Unable to write on a BQ table, with the new spark connector update
See original GitHub issueHi all,
Since the last release of the connector some of our Spark jobs started to fail with the following error:
Exception in thread "main" java.lang.RuntimeException: Failed to write to BigQuery
at com.google.cloud.spark.bigquery.BigQueryWriteHelper.writeDataFrameToBigQuery(BigQueryWriteHelper.scala:70)
at com.google.cloud.spark.bigquery.BigQueryInsertableRelation.insert(BigQueryInsertableRelation.scala:43)
at com.google.cloud.spark.bigquery.BigQueryRelationProvider.createRelation(BigQueryRelationProvider.scala:111)
[...]
Caused by: java.lang.IllegalArgumentException: com.google.cloud.bigquery.connector.common.BigQueryConnectorException$InvalidSchemaException: Destination table's schema is not compatible with dataframe's schema
at com.google.cloud.spark.bigquery.repackaged.com.google.common.base.Preconditions.checkArgument(Preconditions.java:145)
at com.google.cloud.bigquery.connector.common.BigQueryClient.loadDataIntoTable(BigQueryClient.java:466)
at com.google.cloud.spark.bigquery.BigQueryWriteHelper.loadDataToBigQuery(BigQueryWriteHelper.scala:92)
at com.google.cloud.spark.bigquery.BigQueryWriteHelper.writeDataFrameToBigQuery(BigQueryWriteHelper.scala:67)
... 40 more
After some investigations, this seems to be related to the PR #613, which added a schema equality check before writing.

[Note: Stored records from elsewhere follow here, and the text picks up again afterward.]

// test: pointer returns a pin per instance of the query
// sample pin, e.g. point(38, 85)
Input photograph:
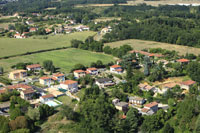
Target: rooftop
point(150, 105)
point(33, 66)
point(68, 82)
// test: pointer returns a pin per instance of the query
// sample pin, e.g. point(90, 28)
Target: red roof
point(28, 91)
point(188, 82)
point(2, 91)
point(33, 66)
point(43, 78)
point(79, 71)
point(183, 60)
point(92, 69)
point(119, 70)
point(19, 86)
point(59, 75)
point(68, 82)
point(48, 96)
point(115, 66)
point(150, 105)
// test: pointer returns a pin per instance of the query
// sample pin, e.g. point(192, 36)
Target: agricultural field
point(12, 46)
point(64, 59)
point(141, 44)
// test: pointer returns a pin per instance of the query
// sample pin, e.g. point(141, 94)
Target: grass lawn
point(64, 59)
point(141, 44)
point(12, 46)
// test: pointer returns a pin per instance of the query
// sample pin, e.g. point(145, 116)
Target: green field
point(141, 44)
point(12, 46)
point(64, 59)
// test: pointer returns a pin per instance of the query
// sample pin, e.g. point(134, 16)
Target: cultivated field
point(12, 46)
point(140, 44)
point(64, 59)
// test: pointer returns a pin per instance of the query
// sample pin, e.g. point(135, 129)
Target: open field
point(12, 46)
point(141, 44)
point(152, 3)
point(104, 19)
point(64, 59)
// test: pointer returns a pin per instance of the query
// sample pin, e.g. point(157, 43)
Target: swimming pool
point(51, 103)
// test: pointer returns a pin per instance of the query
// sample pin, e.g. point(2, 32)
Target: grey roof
point(102, 80)
point(121, 104)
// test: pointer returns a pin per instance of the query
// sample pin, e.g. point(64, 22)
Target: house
point(18, 87)
point(18, 74)
point(19, 36)
point(145, 87)
point(187, 84)
point(46, 98)
point(27, 94)
point(46, 81)
point(122, 106)
point(116, 69)
point(59, 77)
point(33, 29)
point(48, 30)
point(169, 85)
point(136, 100)
point(34, 67)
point(152, 106)
point(104, 82)
point(29, 22)
point(79, 73)
point(106, 30)
point(92, 71)
point(115, 101)
point(183, 61)
point(70, 85)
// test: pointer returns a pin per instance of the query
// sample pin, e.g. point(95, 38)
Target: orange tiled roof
point(152, 104)
point(115, 66)
point(183, 60)
point(19, 86)
point(59, 75)
point(48, 96)
point(33, 66)
point(188, 82)
point(68, 82)
point(79, 71)
point(43, 78)
point(92, 69)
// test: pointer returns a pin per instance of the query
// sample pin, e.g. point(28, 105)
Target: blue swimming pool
point(51, 103)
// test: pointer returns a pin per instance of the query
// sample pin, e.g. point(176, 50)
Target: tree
point(1, 70)
point(48, 65)
point(68, 112)
point(19, 122)
point(33, 114)
point(129, 73)
point(133, 120)
point(168, 129)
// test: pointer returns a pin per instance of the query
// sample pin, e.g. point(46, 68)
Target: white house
point(104, 82)
point(59, 77)
point(33, 67)
point(46, 98)
point(116, 69)
point(92, 71)
point(136, 100)
point(46, 81)
point(70, 85)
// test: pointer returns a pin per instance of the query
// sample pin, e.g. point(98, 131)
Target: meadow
point(63, 59)
point(12, 46)
point(141, 44)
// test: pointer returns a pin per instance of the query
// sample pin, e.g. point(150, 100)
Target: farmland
point(11, 46)
point(64, 59)
point(141, 44)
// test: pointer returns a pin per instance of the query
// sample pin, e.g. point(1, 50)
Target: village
point(38, 89)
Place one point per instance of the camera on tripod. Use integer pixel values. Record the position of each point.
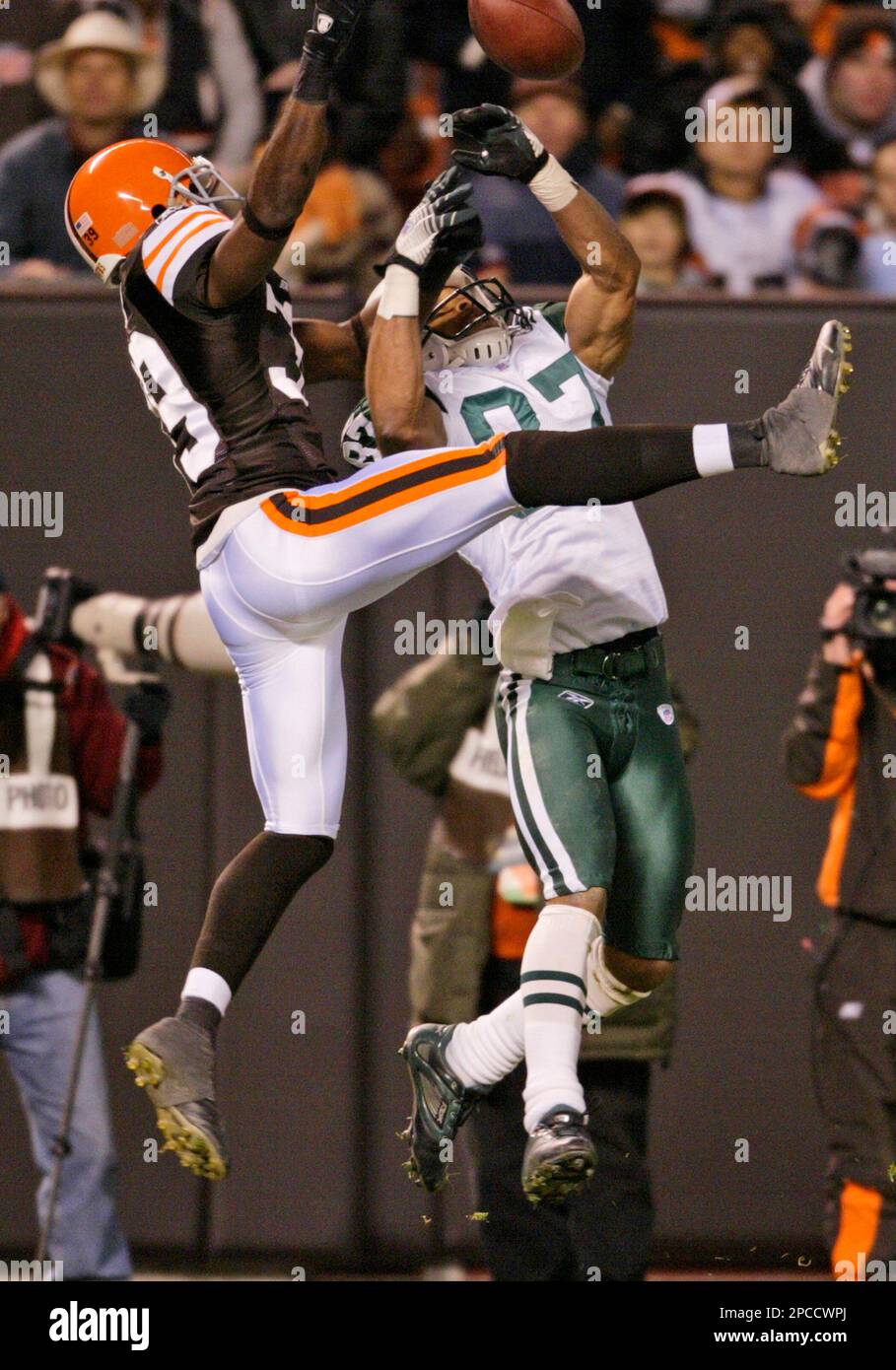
(873, 624)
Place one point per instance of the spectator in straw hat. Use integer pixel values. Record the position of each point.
(98, 80)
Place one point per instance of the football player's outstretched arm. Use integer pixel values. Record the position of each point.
(600, 309)
(439, 235)
(288, 169)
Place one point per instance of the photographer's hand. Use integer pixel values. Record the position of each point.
(839, 650)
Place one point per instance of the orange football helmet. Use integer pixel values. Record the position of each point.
(121, 192)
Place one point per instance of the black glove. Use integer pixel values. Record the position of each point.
(442, 222)
(492, 140)
(452, 248)
(326, 40)
(148, 707)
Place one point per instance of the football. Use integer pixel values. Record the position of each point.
(540, 40)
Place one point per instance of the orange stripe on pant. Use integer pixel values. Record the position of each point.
(436, 485)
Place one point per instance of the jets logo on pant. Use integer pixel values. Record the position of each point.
(583, 700)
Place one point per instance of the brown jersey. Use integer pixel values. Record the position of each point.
(228, 383)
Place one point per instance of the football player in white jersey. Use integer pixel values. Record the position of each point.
(285, 548)
(594, 765)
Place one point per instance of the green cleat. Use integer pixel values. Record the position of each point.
(799, 435)
(442, 1105)
(174, 1062)
(559, 1156)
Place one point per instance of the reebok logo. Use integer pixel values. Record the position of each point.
(583, 700)
(76, 1324)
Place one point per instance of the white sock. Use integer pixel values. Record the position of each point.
(484, 1051)
(552, 984)
(210, 986)
(713, 448)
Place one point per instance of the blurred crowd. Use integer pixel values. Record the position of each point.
(744, 146)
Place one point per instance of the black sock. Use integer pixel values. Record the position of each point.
(607, 464)
(249, 898)
(200, 1012)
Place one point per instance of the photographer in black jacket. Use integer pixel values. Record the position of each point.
(842, 745)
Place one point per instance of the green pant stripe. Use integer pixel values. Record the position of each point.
(534, 839)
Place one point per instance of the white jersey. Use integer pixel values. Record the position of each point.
(559, 579)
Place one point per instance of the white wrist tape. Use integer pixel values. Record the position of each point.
(554, 186)
(606, 994)
(400, 294)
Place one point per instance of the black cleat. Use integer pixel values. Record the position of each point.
(174, 1061)
(442, 1105)
(799, 435)
(559, 1156)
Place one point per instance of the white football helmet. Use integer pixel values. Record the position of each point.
(452, 332)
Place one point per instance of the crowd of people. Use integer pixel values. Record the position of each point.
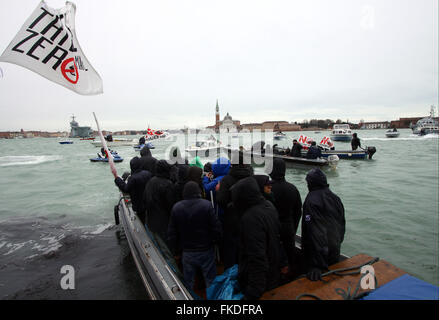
(223, 212)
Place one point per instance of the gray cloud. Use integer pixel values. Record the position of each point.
(165, 63)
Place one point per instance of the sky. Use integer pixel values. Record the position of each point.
(165, 63)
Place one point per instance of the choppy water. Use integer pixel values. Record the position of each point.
(56, 208)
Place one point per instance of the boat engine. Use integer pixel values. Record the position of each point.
(371, 151)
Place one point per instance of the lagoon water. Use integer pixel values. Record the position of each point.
(56, 208)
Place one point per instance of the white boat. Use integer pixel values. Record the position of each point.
(341, 132)
(392, 133)
(204, 148)
(116, 142)
(157, 136)
(426, 125)
(279, 136)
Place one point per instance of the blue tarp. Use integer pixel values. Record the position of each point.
(225, 286)
(405, 287)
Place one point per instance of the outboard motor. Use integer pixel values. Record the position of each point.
(371, 151)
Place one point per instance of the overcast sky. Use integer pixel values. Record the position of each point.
(165, 62)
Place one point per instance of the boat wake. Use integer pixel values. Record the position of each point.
(42, 238)
(26, 160)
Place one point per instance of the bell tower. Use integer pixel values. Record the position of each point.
(217, 115)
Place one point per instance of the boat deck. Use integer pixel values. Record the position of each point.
(333, 286)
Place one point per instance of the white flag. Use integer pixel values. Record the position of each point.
(47, 45)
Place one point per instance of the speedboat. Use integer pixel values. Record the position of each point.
(163, 279)
(100, 158)
(392, 133)
(341, 132)
(116, 142)
(204, 148)
(141, 146)
(279, 136)
(426, 125)
(66, 142)
(261, 156)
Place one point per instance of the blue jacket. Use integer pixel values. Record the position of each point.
(220, 168)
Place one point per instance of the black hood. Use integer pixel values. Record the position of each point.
(191, 191)
(182, 173)
(262, 180)
(135, 165)
(279, 168)
(246, 194)
(208, 167)
(175, 156)
(148, 163)
(163, 169)
(145, 152)
(316, 179)
(194, 174)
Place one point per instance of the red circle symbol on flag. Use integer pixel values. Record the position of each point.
(70, 71)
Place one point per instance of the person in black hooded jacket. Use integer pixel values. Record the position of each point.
(239, 170)
(194, 227)
(259, 244)
(135, 186)
(158, 198)
(182, 179)
(148, 161)
(289, 206)
(323, 226)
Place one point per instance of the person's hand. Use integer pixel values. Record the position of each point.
(314, 274)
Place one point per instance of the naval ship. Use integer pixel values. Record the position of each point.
(77, 131)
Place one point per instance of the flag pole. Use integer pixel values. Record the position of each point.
(104, 144)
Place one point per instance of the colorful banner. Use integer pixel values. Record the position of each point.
(47, 45)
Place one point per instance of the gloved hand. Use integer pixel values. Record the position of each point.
(314, 274)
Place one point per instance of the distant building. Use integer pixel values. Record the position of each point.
(77, 131)
(227, 124)
(407, 122)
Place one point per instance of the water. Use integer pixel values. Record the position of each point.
(57, 208)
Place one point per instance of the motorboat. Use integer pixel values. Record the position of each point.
(426, 125)
(392, 133)
(261, 156)
(205, 148)
(341, 132)
(279, 136)
(100, 158)
(141, 146)
(163, 279)
(116, 142)
(66, 142)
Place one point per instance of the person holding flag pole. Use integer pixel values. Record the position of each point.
(104, 144)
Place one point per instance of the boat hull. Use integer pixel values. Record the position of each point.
(291, 162)
(204, 152)
(116, 143)
(392, 134)
(346, 154)
(105, 160)
(337, 137)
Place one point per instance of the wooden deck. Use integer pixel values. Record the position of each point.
(327, 289)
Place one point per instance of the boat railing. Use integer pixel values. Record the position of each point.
(160, 280)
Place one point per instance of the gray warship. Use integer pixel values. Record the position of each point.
(77, 131)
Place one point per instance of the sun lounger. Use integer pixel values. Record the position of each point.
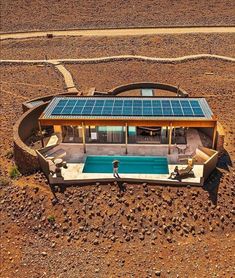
(146, 92)
(51, 155)
(186, 172)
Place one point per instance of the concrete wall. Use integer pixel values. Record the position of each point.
(220, 138)
(152, 85)
(25, 104)
(26, 158)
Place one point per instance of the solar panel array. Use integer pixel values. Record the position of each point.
(128, 107)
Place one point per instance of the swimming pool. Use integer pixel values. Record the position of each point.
(127, 165)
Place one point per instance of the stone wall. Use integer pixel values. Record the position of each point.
(26, 158)
(152, 85)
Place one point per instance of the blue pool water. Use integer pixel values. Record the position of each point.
(127, 165)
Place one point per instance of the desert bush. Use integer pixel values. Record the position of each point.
(9, 154)
(14, 172)
(4, 181)
(51, 218)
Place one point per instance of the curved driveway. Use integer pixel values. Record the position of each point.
(118, 32)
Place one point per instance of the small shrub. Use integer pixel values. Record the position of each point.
(4, 181)
(14, 172)
(9, 154)
(51, 218)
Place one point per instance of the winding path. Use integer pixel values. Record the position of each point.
(68, 79)
(117, 32)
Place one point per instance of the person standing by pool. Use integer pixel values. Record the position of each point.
(115, 168)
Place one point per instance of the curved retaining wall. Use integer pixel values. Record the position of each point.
(152, 85)
(26, 158)
(44, 99)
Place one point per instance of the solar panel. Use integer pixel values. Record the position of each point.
(129, 107)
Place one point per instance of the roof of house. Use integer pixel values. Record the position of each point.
(124, 108)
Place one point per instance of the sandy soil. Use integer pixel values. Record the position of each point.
(219, 88)
(18, 84)
(87, 47)
(40, 15)
(99, 230)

For example: Given a BigQuery table with the following schema (2 nullable string columns):
[
{
"mode": "NULLABLE",
"name": "field1",
"type": "STRING"
},
{
"mode": "NULLABLE",
"name": "field2",
"type": "STRING"
}
]
And the following Spark dataframe (1 nullable string column):
import org.apache.spark.sql.{Row, SaveMode, SparkSession}
import scala.util.Try
val spark = SparkSession
.builder()
.master("local[2]")
.getOrCreate()
import spark.implicits._
val ds = spark.createDataset(Seq.empty[Option[String]]).toDF("field1")
ds.printSchema()
The following code worked:
ds
.write
.format("bigquery")
.mode(SaveMode.Append)
.option("writeMethod", "indirect")
.save("test_dataset.table")
With the new version this does not work, as well as the following code, both raising the exception shown earlier:
ds
.write
.format("bigquery")
.mode(SaveMode.Append)
.option("writeMethod", "indirect")
.option("enableModeCheckForSchemaFields", false)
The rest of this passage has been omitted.